AFTER THREE HOURS of unrewarded wandering, Horen said, in a tone of gruff vindication, “We’ve looked enough. We have to turn back now.”
Kanai’s eyes were weary from the effort of peering into creeks and gullies. Now that the sun was dipping toward the horizon, the light would be directly in their eyes and it would be even harder to maintain an effective watch. But the anxiety gnawing at his stomach would not go away and he could not bring himself to accept that there was nothing more to be done. “Do we have to turn back already?” he said.
Horen nodded. “We’ve wasted a lot of fuel. Any more and we won’t be able to get back to Lusibari tomorrow. Besides, the boat is probably back at Garjontola now.”
“And what if it’s not?” said Kanai sharply. “Are we just going to abandon them?”
Horen turned to squint at him through narrowed eyes. “Look,” he said, “Fokir is like a son to me. If there was anything more to be done, I would do it.”
Kanai was quick to acknowledge the justice of this reproof. “Yes,” he said with a nod. “I know that, of course.” He felt a twinge of shame for having doubted Horen’s diligence during the search. As the Megha changed course, he said, in a more conciliatory voice, “Horen-da, you have experience of these things. Tell me — what’ll happen here when the cyclone strikes?”
Horen looked pensively around him. “It’ll be as different as night from day.”
“You were caught in a cyclone once, weren’t you?”
“Yes,” said Horen in his slow, laconic way. “That was the year when you visited, 1970.”
It was well after the end of the monsoons, and Horen had gone out to sea in his uncle Bolai’s boat. The crew consisted of three men: Horen, his uncle and a man he didn’t know. They were on the edge of the Bay of Bengal, a couple of miles from the mouth of the Raimangal River, within sight of land. There was no formal warning system in those days and the storm had taken them completely by surprise. One minute there was sunshine and a stiff breeze; half an hour later a gale had hit them from the southwest. Visibility had become very poor and they had lost sight of all their usual landmarks. They had had no compass on board: their eyes were the only instruments they used in navigating and in any case it was rare for them to venture out of sight of the coast. Nor would any instrument have been of much help, for the gale did not leave them the option of steering in a direction of their choice.

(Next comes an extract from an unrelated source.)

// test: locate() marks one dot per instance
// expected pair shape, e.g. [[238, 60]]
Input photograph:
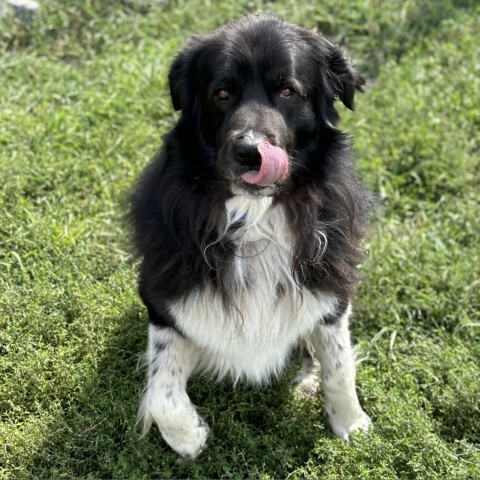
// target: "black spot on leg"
[[334, 317]]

The wind was so fierce that there was no resisting its thrust. It had swept them before it in a northeasterly direction. For a couple of hours they could do nothing other than cling to the timbers of their boat. Then, all of a sudden, they had found themselves heading toward a stretch of flooded land: they could see the crowns of some trees and the roofs of a few dwellings — huts and shacks for the most part. The storm’s surge had drowned most of the shoreline; the flood was so deep that they didn’t know they had made landfall until their boat slammed into a tree trunk. The boat’s planks came apart instantly, but Horen and his uncle managed to save themselves by clinging to the tree. The third member of their crew also took hold of a branch, but it broke under his weight. He was never seen again.
Horen, then just twenty years old, had great strength in his arms. He was able to pull both himself and his uncle out of the raging water, into the tree’s higher branches. The two men used their gamchhas and lungis to tie themselves to the tree. They joined hands and held on as the gale howled around them. At times the wind was so fierce that it shook the tree as though it were a giant jhata, a reed broom — but somehow Horen and Bolai had managed to cling on.